A Pakistani man who was due to be hanged on Tuesday has been granted a last-minute stay of execution.

Shoaib Sarwar would have been the first person to be executed in a non-terror related case since Pakistan lifted a moratorium on executions in December following the Peshawar school massacre.

His family say he acted in self-defence and was a juvenile at the time of the murder of which he was found guilty.

Meanwhile two other men convicted on terror charges were hanged on Tuesday.

On Monday, Shoaib Sarwar’s family were summoned to meet him for the last time, Pakistan’s Dawn newspaper reported. Then on Tuesday a 21-day stay of execution was announced, ordered by the president. It is not clear what will happen when the deadline expires.

Shoaib Sarwar was sentenced to death for the murder of the son of a police inspector in Wah Cantonment in 1998. His family have argued that he was only 17 at the time and was trying to protect his sister and her friends from neighbourhood harassment when a scuffle turned violent and Qais Nawaz was shot dead.

However, because his parents were poor they could not afford proper defence counsel, according to Shahab Siddiqi of the non-profit human rights law firm Justice Project Pakistan (JPP).

Two militants were executed on Tuesday

The case has created interest because Shoaib Sarwar was not sentenced by an Anti-Terrorism Court and therefore should not come within the government’s policy of executions, Mr Siddiqi told the BBC.

A date for his client to be put to death was set by a local court hearing an application filed by complainants in the case, he said.

Following the Taliban attack on the Army Public School in Peshawar that left 150 people dead, the government lifted a moratorium on executions for terror-related cases.
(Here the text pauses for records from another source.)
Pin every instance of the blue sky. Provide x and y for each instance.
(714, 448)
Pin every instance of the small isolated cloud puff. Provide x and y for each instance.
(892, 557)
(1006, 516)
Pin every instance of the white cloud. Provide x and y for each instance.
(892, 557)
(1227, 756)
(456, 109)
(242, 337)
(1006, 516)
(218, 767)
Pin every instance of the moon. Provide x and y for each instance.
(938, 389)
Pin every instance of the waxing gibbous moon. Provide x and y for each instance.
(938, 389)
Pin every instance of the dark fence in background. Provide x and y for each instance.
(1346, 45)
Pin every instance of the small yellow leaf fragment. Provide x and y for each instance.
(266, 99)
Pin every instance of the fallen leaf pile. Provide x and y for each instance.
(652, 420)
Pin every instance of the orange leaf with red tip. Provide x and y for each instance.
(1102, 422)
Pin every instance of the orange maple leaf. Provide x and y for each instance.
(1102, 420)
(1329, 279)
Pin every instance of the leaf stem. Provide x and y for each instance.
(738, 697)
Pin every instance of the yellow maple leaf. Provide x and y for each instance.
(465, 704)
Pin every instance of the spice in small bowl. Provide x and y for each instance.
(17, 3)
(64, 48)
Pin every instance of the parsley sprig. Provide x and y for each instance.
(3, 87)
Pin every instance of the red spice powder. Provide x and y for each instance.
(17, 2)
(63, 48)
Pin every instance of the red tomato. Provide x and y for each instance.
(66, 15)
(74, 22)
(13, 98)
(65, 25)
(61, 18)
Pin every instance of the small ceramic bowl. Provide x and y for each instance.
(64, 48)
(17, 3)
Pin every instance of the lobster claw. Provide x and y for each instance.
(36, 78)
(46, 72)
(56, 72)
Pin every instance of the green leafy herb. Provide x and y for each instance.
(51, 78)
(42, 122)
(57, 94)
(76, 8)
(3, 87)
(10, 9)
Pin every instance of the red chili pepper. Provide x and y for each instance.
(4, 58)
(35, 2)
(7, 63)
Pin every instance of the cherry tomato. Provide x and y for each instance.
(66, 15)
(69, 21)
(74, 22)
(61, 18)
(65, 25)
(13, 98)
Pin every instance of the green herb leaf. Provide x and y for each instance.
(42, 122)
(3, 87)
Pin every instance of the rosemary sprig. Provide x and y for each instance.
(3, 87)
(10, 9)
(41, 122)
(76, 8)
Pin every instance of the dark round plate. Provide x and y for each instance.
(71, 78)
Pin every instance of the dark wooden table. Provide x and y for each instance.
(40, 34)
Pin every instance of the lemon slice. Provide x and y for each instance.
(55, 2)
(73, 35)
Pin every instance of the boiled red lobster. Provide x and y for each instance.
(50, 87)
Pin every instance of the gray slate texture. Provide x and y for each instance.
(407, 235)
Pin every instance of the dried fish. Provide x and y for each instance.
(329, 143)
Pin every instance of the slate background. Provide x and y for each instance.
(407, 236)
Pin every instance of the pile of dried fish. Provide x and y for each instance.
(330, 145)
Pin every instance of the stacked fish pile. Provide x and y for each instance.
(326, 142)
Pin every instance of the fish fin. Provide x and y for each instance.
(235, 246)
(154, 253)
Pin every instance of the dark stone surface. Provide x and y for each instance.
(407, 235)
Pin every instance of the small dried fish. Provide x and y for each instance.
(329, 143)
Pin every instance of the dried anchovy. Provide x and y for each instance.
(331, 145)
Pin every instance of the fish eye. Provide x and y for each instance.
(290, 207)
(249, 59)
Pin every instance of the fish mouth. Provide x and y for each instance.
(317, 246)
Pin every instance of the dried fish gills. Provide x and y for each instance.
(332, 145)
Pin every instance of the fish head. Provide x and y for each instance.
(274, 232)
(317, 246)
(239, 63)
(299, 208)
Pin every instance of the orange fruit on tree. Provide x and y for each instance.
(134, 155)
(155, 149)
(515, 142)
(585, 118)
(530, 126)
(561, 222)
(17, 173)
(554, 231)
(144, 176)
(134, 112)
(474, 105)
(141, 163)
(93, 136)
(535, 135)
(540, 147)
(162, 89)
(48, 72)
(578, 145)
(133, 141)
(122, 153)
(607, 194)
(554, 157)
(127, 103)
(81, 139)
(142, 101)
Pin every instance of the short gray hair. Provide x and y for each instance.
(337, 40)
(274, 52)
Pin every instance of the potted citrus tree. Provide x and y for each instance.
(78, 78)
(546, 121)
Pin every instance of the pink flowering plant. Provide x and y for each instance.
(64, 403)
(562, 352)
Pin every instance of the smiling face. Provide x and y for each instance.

However, it did not spell out the status of non-terror related cases, and whether they would remain exempt from the death penalty, the BBC’s M Ilyas Khan in Islamabad reports. It seems likely that the 21-day stay of execution has been issued to allow the government time to firm up its policy, our correspondent says.

On Tuesday, two other men on death row were hanged in Pakistan.

Attaullah, alias Qasim, and Mohammad Azam, members of the banned Sunni militant group Lashkar-e-Jhangvi (LeJ), were convicted of killing doctor Ali Raza in 2001 in Karachi, officials said.

A total of 22 people have now been executed since the government brought back hangings in terror cases.

Pakistan has the world’s largest number of death row inmates, with more than 8,000 people awaiting execution, human rights groups say.